Retirement is a well-deserved reward for decades of toiling in obscurity; it is an acknowledgement of your dedication and loyalty to society, an expression of gratitude for your unselfishness, and a nod to your commitment to the public good. Retirement is a time to walk off into the sunset, your head held high and blissfully conscious of the fact that during those long years slaving away as a public servant, you fulfilled your part of the social contract.
But, retirement isn’t all dandy and glamorous, not when you are pushed into it with your mental and physical faculties still intact. In Ghana civil servants who have reached the “ripe old age” of 60 are being put to pasture — forcefully retired — despite their ability to continue working for many more years.
Ghana’s retirement age is a huge joke, an absurdity; consider this for a moment: my older sister retired from the ministry of health two years ago at a relatively young age of 60. When she told me I was flabbergasted. “You retired at the age of 60?” I asked her, incredulously.
My sister is not retirement material, at least not yet. She is still years away from calling it quits and the evidence is overwhelming; she is full of energy and stamina, and all her faculties have not deteriorated one bit.
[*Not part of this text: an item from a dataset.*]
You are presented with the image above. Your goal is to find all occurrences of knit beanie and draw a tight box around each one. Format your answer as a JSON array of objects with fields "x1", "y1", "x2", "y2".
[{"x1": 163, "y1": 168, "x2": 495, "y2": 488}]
The absurdity of Ghana’s early retirement policy is that it was poorly thought out and not carefully weighed to determine its impact on the civil service and the country’s finances. All the retirement policy has done since its implementation, is to push out able-bodied men and women from the civil service, men and women who still possess the mental acumen, experience and loyalty built over years, to continue to contribute to the development of the country.
It is abundantly clear that those planners who formulated Ghana’s retirement policy apparently did not look ahead to times when the world would change on so many fronts. One of those remarkable changes that has been so transformative is the tremendous improvement in health-care delivery. Modern medicine has dramatically impacted life as we know it.
Advanced medical methods of treating diseases that were once killers have prolonged lives not only in the rich industrialized north, but also in the poor global south. People are living longer. Against this rather encouraging background, pegging Ghana’s retirement age at 60 is clearly not in alignment with our fast changing world.
The message we should be sending our policy makers is this: nobody wants to forced into retirement at an early age, and 60-years on planet earth is comparatively young these days. Why should people be compelled to pack it in at age 60 when they are still capable of getting up every morning and heading off to work.
Arguments advanced by proponents of early retirement in Ghana run the gamut; room must be created for young people to join the civil service and tapping new talent for public service. That is all well and good; young people have to work so they will have the resources to feed, house and clothe their families and to contribute their quota to the development of Ghana. But what good does it do to the nation and to the individuals who have been forced to retire against their will?
Let’s be clear-eyed here; early retirement clearly has its drawbacks; young people newly recruited into the civil service miss out on learning the “tricks of the trade” from seasoned professionals who have been forced to walk away with vast amounts of experience and knowledge that they could very well have transferred to their younger colleagues.
But more troubling is the fact that we are dealing our wobbly economy a bad hand by making early pension payments to those who could clearly have put in more years of work before cashing their first pension check. This is money that could go towards shoring up our weak finances. No wonder therefore that we have a huge public debt and consequently plead with international capital lenders to give us a helping hand.
Nations are revising their retirement age with most pushing it towards the late 60s. It is time authorities in Ghana did the same, our retirement age should be revised upward and the French offer a good example of how not to peg your retirement age at 55 and complement it with a generous pension system.
In 2008 when the global economy implode under duress from the United States mortgage market, the French government decided it was time to revise its age-old and iron-clad retirement policy. France has powerful unions and they were not going to back away. They protested vociferously, but the government stood its ground and pushed the retirement age to 65 and will gradually increase it to 67 years by the year 2023.
France is a relatively wealthy nation but when confronted with immense economic difficulties, the government acted prudently to avert a potential disaster. We should do likewise and take hard decisions that would ensure that we don’t continue to drain our meager financial resources to dole out monthly pensions checks to those who could be working (early retirees).